Why the headline is not the king
Who has heard the old maxim that once you have written your headline you have spent 80cents of your dollar? If you have not then you are the lucky one as this is bandied about with fervour in the digital marketing sphere.
See the issue is that this was a quote about print advertising and not digital marketing and the two while similar are not the same. This is a classic case where “best practice” fails.
It is not because it is wrong it’s because it’s being used out of context, that is the issue with best practice. However there are specific things you can apply to digital marketing copywriting but as with everything it needs to be tested to make sure it applies to your organisation, company or blog.
Long live the CTA
So if the headline is not the boss who is?

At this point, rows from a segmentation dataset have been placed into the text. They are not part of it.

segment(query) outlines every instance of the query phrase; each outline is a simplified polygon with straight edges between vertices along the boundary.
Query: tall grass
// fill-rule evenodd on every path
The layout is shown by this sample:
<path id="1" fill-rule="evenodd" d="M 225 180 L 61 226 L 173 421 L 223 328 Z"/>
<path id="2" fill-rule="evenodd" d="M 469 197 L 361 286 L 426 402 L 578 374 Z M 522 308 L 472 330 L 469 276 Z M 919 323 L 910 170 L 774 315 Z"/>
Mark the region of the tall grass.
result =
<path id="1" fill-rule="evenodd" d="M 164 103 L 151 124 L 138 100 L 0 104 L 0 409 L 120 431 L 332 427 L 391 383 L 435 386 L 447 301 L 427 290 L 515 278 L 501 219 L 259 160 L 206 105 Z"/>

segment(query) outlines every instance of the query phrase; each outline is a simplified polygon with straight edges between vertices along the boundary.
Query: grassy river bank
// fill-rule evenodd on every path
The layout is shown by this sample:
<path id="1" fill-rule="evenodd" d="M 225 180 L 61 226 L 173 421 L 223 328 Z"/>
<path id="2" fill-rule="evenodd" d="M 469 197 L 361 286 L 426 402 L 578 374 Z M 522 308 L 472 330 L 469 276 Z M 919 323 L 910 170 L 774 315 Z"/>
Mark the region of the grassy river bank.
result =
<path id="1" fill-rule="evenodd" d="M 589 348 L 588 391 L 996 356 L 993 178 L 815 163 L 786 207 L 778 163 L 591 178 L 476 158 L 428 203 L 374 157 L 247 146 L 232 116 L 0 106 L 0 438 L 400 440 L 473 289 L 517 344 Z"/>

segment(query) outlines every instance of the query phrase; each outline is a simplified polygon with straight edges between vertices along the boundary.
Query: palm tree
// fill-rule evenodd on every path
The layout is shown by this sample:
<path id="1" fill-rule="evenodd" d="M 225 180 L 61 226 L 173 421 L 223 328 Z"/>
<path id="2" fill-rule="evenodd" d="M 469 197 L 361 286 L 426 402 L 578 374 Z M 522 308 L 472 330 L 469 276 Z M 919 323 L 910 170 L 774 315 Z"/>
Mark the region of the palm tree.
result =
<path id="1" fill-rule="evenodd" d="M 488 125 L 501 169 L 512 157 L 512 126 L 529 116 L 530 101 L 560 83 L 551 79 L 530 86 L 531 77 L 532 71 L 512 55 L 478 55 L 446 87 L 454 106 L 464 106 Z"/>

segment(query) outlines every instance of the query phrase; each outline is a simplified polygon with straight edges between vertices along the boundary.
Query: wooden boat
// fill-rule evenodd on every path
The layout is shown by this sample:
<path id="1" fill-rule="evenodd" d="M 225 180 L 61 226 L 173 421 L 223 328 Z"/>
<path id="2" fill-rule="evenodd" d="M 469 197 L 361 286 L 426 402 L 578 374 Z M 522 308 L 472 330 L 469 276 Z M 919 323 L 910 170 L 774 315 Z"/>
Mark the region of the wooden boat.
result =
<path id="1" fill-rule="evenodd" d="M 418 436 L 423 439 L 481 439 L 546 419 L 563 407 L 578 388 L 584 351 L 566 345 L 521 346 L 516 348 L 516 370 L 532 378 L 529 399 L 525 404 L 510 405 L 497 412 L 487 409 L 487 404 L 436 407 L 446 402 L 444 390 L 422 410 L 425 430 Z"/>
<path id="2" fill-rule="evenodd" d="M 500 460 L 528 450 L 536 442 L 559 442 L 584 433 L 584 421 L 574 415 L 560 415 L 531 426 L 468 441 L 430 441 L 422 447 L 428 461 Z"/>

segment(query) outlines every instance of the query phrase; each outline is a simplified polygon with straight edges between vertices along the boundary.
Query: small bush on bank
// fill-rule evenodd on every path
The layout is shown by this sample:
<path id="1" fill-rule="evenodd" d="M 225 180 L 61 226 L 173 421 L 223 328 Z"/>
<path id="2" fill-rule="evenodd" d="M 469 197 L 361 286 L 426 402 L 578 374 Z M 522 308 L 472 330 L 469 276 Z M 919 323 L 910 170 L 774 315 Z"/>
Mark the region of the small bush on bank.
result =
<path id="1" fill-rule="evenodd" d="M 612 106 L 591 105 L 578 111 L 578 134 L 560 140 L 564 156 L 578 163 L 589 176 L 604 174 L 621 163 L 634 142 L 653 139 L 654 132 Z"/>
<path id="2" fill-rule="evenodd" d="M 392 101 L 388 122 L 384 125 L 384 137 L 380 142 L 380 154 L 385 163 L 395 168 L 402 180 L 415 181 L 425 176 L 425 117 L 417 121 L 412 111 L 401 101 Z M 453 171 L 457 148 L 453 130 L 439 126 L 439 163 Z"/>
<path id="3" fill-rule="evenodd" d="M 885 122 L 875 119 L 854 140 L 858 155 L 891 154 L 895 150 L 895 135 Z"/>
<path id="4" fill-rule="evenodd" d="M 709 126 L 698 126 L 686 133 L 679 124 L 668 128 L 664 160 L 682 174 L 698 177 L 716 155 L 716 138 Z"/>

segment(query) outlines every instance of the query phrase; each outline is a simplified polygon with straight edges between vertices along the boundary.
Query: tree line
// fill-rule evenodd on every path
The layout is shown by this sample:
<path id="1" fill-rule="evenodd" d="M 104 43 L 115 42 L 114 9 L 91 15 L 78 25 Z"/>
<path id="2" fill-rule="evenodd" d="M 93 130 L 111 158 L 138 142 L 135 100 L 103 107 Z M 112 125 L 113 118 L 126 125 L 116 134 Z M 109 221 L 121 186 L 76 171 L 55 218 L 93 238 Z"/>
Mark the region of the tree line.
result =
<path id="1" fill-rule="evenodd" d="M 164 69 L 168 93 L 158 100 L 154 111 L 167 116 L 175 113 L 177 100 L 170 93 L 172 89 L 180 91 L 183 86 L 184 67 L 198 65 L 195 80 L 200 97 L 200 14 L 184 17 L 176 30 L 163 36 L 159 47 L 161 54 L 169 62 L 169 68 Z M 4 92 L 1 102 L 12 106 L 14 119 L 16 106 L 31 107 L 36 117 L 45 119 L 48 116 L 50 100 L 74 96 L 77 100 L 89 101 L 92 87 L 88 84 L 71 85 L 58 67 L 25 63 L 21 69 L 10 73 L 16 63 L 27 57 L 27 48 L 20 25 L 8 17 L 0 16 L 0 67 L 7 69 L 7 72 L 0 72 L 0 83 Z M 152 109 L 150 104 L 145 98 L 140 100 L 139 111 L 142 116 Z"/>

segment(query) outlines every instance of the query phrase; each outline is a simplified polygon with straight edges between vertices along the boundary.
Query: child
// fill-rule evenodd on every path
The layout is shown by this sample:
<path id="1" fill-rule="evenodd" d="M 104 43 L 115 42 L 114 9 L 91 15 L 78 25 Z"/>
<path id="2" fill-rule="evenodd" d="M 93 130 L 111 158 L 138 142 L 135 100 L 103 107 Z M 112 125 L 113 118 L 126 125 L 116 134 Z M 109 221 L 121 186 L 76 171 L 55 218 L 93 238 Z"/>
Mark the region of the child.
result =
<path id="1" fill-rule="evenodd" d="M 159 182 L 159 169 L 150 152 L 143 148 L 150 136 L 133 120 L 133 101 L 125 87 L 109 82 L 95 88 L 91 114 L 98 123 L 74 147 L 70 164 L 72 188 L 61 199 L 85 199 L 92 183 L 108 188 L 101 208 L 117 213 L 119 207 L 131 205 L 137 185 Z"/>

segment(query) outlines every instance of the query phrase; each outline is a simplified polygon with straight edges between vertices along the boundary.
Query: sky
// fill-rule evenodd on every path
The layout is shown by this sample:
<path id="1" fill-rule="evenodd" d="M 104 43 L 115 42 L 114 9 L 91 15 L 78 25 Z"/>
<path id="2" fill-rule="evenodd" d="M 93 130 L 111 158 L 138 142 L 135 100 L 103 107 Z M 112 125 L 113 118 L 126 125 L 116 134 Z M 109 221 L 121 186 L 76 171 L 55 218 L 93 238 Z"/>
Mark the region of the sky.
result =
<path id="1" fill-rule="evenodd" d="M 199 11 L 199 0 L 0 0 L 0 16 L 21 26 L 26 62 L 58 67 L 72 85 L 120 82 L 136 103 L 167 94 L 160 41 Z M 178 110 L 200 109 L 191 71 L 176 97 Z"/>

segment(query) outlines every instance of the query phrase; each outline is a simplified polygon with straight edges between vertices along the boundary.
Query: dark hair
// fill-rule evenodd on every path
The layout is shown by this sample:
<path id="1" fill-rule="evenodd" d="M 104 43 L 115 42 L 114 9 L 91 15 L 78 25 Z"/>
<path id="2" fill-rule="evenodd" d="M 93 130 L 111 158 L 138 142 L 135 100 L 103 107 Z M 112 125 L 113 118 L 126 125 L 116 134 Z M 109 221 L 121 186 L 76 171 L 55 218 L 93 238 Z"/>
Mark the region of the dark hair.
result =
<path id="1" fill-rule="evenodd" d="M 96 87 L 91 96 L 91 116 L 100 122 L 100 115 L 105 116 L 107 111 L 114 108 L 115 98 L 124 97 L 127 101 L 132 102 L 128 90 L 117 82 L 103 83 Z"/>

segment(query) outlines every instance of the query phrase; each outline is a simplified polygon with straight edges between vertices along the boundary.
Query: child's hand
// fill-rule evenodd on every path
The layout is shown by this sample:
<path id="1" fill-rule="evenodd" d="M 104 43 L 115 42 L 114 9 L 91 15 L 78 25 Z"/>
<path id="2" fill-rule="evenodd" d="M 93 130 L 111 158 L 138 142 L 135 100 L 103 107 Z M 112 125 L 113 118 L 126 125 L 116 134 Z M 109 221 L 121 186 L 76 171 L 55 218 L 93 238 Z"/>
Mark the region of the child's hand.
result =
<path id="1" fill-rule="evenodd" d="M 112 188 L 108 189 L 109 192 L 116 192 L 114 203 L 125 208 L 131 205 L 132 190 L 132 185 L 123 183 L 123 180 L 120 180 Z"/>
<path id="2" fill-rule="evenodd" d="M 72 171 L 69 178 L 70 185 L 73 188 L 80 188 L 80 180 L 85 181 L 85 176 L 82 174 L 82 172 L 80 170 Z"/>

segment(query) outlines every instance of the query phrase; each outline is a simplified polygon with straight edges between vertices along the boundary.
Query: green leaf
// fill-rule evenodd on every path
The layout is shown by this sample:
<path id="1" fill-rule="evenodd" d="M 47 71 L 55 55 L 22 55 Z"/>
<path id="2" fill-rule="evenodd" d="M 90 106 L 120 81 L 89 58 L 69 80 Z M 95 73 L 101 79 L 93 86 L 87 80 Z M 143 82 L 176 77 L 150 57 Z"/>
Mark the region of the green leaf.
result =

Well its the CTA. So does that mean you can change your CTA and deliver a triple digit uplift? Unlikely. However changing your headline and CTA together will usually deliver some good lifts.
Your CTA text should borrow from and reinforce your headline as they will be the most read elements on your page. That’s why you should always test headlines and CTAs together.
Hail to the kumquat
How do you get the attention of users who do nothing but speed read? You use unexpected language (see what I did with the headline). See the unexpected makes people stop and re-read what they just skimmed over.
Go small or go home
Depending on what blog you read the average time users spend on a site is anywhere from 6-8 seconds including loading. So you may have as little as 5 seconds to communicate your message to your users.
Therefore you should write as little as possible. Bullets are your friends and blocks of texts are your enemy.
Steal copy where possible
You know who writes in the same language as your customers? Your customers. When I need a new headline or ad copy I go to TrustPilot and read some reviews of your customers and lift what I need.
If you don’t have TrustPilot or something similar then go to your competitors. If they don’t find a book on Amazon about the same kind of area and read the reviews. Nothing beats this kind of copywriting because it’s used by the exact type of person your trying to convert.